Current week's backup: Automatically initiated weekly within the backup window, on the day you select. Less than 7 days old.
Last week's backup: Automatically initiated weekly within the backup window, on the day you select. Less than 8-14 days old.
Manual Snapshot: A user-initiated snapshot that stays the same until another snapshot is initiated.
The daily backup you want will never rotate into the weekly slot. It was destroyed when a new daily backup was taken. Only the daily backup taken on the weekly backup day will rotate into the weekly slot.
As an example, I have three automatic backups right now: May 5th, April 28th, and April 21st. Sunday is my weekly backup day, and May 5th (today!) is a Sunday. Yesterday, my daily backup was May 4th and my weekly backups were April 28th and April 21st. Tomorrow, my daily backup will be May 6th, my latest weekly backup will be May 5th, and my older weekly backup will be April 28th. The May 4th backup does not exist any more as of May 5th, but the May 5th backup will stick around until May 26th.
Myself, I generally use the Linode backup service for fast/easy full restores in the event of calamity (hardware failure, wrong buttons, etc).
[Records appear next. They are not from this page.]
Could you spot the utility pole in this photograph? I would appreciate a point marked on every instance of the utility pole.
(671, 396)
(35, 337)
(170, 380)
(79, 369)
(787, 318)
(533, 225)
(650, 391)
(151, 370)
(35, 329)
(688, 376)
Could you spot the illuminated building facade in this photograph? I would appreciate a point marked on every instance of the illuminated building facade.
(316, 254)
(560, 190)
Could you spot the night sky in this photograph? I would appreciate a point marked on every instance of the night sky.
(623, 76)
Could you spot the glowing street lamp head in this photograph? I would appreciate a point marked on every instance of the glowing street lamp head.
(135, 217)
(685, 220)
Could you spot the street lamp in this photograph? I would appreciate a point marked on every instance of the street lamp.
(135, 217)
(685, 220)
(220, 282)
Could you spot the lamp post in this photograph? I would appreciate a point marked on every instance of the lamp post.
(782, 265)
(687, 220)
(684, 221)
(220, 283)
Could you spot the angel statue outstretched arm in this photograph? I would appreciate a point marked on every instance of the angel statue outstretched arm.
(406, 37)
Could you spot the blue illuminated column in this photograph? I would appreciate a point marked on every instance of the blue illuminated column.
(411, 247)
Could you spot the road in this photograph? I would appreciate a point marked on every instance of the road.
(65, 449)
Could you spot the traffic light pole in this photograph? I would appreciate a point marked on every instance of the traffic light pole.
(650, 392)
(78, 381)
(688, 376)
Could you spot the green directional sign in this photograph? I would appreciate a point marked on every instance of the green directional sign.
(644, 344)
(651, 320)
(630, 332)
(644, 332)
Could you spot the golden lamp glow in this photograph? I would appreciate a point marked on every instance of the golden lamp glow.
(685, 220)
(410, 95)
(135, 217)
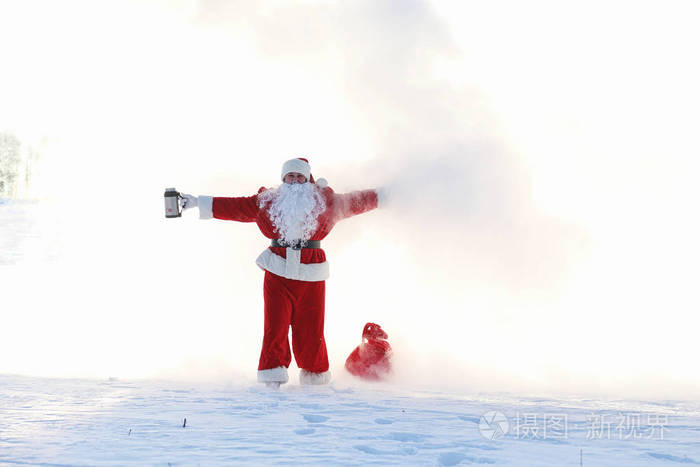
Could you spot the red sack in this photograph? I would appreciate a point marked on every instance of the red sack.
(372, 358)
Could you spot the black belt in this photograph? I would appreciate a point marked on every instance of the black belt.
(296, 244)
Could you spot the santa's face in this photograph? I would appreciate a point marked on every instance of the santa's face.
(293, 209)
(294, 177)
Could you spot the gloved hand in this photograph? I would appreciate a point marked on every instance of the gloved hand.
(188, 201)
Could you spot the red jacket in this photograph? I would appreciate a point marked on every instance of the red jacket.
(338, 207)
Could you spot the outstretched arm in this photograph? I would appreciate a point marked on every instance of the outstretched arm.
(241, 209)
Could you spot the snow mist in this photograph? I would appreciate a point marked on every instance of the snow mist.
(538, 236)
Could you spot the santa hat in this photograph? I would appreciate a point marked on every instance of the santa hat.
(301, 165)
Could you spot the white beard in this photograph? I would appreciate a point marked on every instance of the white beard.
(294, 209)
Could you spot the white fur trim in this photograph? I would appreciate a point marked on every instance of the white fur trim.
(383, 196)
(273, 375)
(309, 377)
(296, 165)
(205, 207)
(269, 261)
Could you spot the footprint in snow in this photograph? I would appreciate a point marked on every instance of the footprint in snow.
(383, 421)
(405, 437)
(311, 418)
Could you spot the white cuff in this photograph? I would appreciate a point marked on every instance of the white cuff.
(383, 195)
(205, 207)
(273, 375)
(309, 377)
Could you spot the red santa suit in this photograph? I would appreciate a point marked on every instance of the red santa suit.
(294, 287)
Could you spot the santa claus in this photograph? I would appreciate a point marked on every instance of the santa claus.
(295, 216)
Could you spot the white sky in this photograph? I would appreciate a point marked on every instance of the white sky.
(542, 157)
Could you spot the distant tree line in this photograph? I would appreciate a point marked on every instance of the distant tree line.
(15, 170)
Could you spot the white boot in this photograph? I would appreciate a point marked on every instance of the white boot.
(273, 375)
(309, 377)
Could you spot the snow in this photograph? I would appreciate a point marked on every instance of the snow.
(114, 422)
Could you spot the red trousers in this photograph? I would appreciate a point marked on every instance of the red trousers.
(299, 304)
The huge advantage of it is the ability to do a full restore and be back online very quickly without a lot of fuss. For partial restores, or in the event Linode itself is AFU, I also use duplicity to back up stuff to S3. The full restoration process with duplicity is relatively terrible, but it's much nicer for partial and/or point-in-time restores.
tl;dr: Linode backup service is awesome at what it does, not so awesome at what it isn't designed to do. Things like duplicity are awesome at what Linode backup service isn't designed to do, but not so awesome at what Linode backup service does. If your data are important to you, use both.